Python Packages for Data Science- Short Intro

In order to do data analysis in Python-

A Python library is a collection of functions and methods that allow you to perform lots of actions without writing any code. The libraries usually contain built-in modules providing different functionalities, which you can use directly. And there are extensive libraries, offering a broad range of facilities.

Python data analysis libraries can be divided into three groups:

1.The first group is called “scientific computing libraries.”

a. Pandas

offers data structure and tools for effective data manipulation and analysis. It provides fast axis to structured data. The primary instrument of Pandas is a two-dimensional table consisting of column and row labels, which are called a DataFrame. It is designed to provide easy indexing functionality.

b. The Numpy library

uses arrays for its inputs and outputs. It can be extended to objects for matrices, and with minor coding changes, developers can perform fast array processing.

c. SciPy

includes functions for some advanced math problems, as listed on this slide, as well as data visualization.

2. Visualization Libraries:-

Using data visualization methods is the best way to communicate with others, showing them meaningful results of analysis.These libraries enable you to create graphs, charts and maps.

a.The Matplotlib package

is the most well-known library for data visualization. It is great for making graphs and plots. The graphs are also highly customizable.

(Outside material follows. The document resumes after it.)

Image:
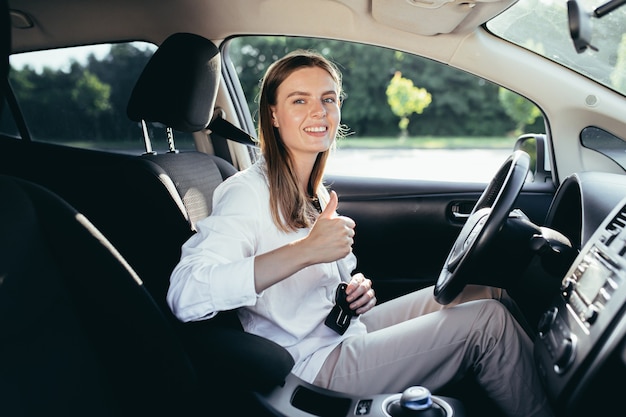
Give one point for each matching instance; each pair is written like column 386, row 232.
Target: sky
column 58, row 58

Another high-level visualization library is Seaborn. It is based on Matplotlib. It’s very easy to generate various plots such as heat maps, time series, and violin plots.

3. Algorithmic Libraries:-

With Machine Learning algorithms, we’re able to develop a model using our dataset, and obtain predictions.
The algorithmic libraries tackle some machine learning tasks from basic to complex.
Here we introduce two packages:

a. The Scikit-learn library

contains tools for statistical modeling, including regression, classification, clustering and so on. This library is built on NumPy, SciPy and Matplotlib.

b. StatsModels

is also a Python module that allows users to explore data, estimate statistical
models, and perform statistical tests.